Today's Teenagers Most Career-Driven For A Century

14/08/2014 17:02 | Updated 20 May 2015

Why today's teenagers are the most career-driven

If you thought today's teenagers were only interested in celebrities and selfies, think again.

For it's been revealed that teens are more ambitious than at any time for 100 years.

Four in 10 young people say they want to do well in their working life, and 14 per cent say it's the most important thing to them.

The study of several generations of people, dating back to centenarians, compared attitudes towards work down the years.

It was carried out for the National Citizen Service, a scheme for 16 and 17-year-olds to learn leadership skills, carry out community work and spend time away from home.

Historian Heather Ellis, of Liverpool Hope University, who worked on the study, told The Sunday Times: "Today's teenagers know they can't depend on having a job for life.

"Instead of responding negatively and becoming apathetic or angry, many are so anxious to succeed they're starting to work while still at school, as young as 15, by setting up their own businesses, often using their sophisticated digital skills.

"The baby-boomers were the first generation not to have to worry about going hungry, being unable to afford a doctor, or not having enough money to further their education.

"Generation citizen, growing up against the background of the recent recession, are more acutely aware of many of the issues that worried the war generations such as financial security."

The study surveyed seven generations to examine how they viewed work when they left school.

The report revealed that far from being workshy or lacking in ambition, today's teenagers were as keen to succeed in the world of work as any of their forebears.

Among 13-19-year-olds today, 79 per cent named doing well in their work as one of the things that matters to them.
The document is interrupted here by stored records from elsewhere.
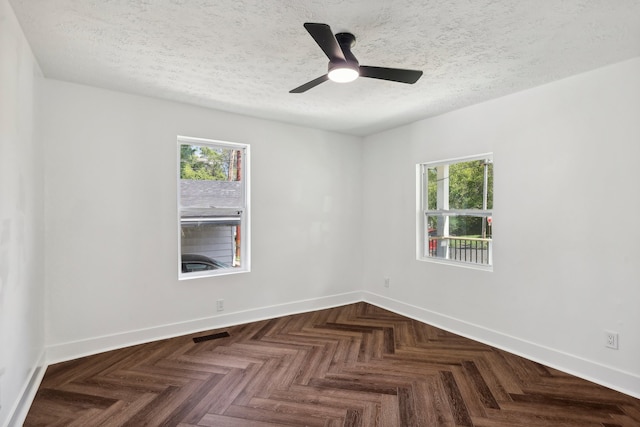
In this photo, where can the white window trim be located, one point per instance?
(421, 213)
(245, 241)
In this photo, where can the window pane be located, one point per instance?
(212, 207)
(459, 238)
(215, 242)
(466, 185)
(460, 185)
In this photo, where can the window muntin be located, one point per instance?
(455, 214)
(212, 207)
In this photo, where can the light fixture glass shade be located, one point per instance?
(343, 74)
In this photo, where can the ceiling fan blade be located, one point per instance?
(393, 74)
(323, 35)
(310, 85)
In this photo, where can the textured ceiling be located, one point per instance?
(244, 56)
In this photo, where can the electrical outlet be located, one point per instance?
(611, 340)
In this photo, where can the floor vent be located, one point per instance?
(211, 337)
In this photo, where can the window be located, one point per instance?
(455, 211)
(213, 207)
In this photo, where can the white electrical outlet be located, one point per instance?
(611, 340)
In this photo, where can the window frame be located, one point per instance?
(242, 215)
(422, 212)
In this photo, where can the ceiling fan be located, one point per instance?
(343, 65)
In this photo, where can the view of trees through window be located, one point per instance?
(457, 200)
(209, 163)
(213, 208)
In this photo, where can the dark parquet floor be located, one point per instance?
(356, 365)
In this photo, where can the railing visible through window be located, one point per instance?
(456, 207)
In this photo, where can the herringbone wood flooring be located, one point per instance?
(356, 365)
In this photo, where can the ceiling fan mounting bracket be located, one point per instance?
(346, 39)
(343, 65)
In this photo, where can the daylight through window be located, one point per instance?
(455, 214)
(212, 204)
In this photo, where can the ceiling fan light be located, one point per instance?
(343, 74)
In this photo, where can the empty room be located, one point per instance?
(319, 213)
One in seven – 14 per cent – said it as the most important thing to them.

A 'silent generation' of 72-89-year-olds, who grew up in the 1930s at the time of the Great Depression, were the only group to come close to showing the same levels of aspiration as today's youngsters.
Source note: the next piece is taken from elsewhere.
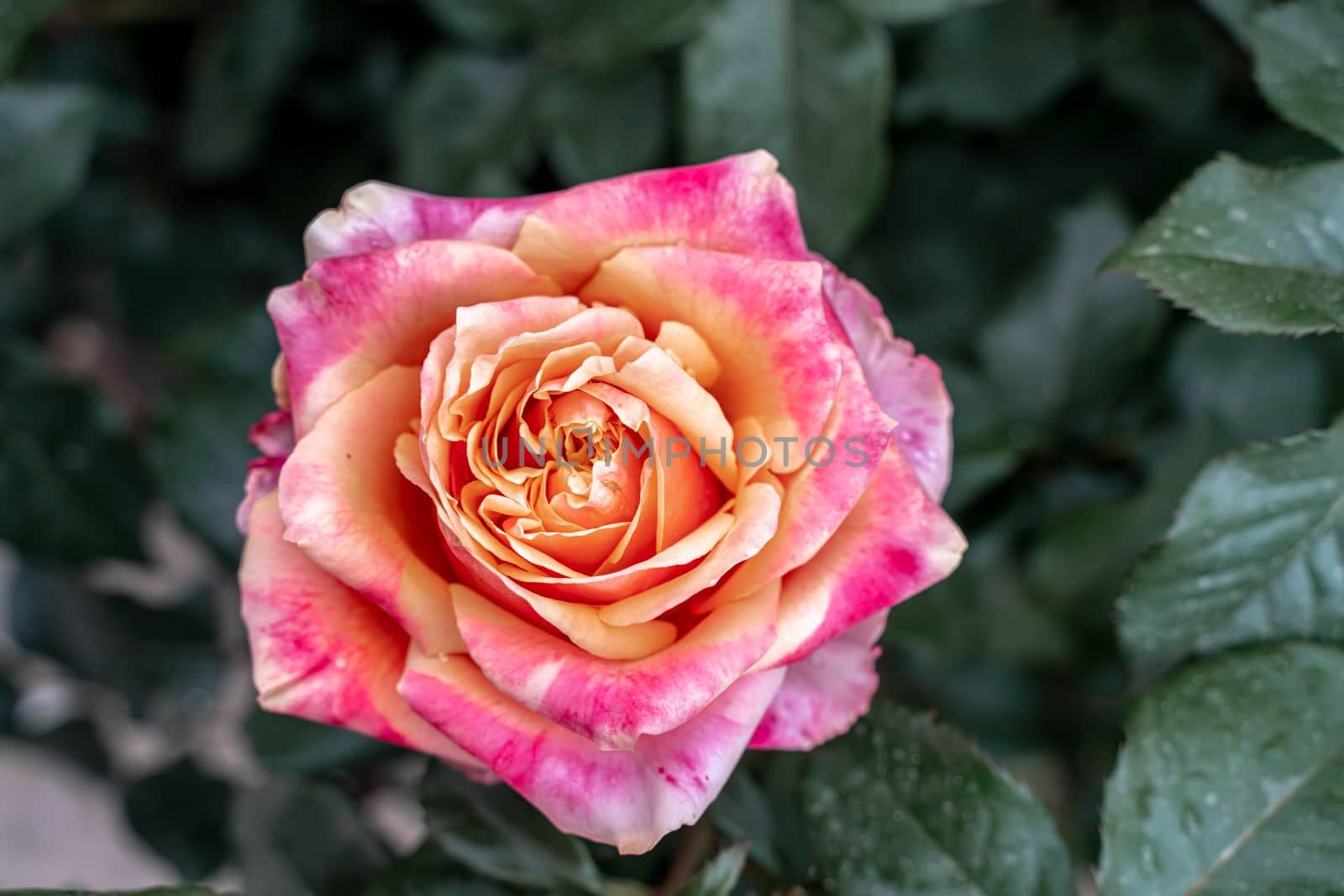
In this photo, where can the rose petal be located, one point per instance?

For those born around the First World War the 'lost generation', now over 95, and the 'greatest generation' including the over-90s – serving the country and supporting family was more important than a career.

Just 58 per cent of the 'greatest generation' said having a successful job is important.

Among post-war teenage babyboomers, now aged 54-71, just 62 per cent thought a successful career was important.

The other groups included the silent generation (aged 72-89), generation X (32-53) and generation Y (19-31).

Today's 13-19-year-olds are described as 'generation citizen'.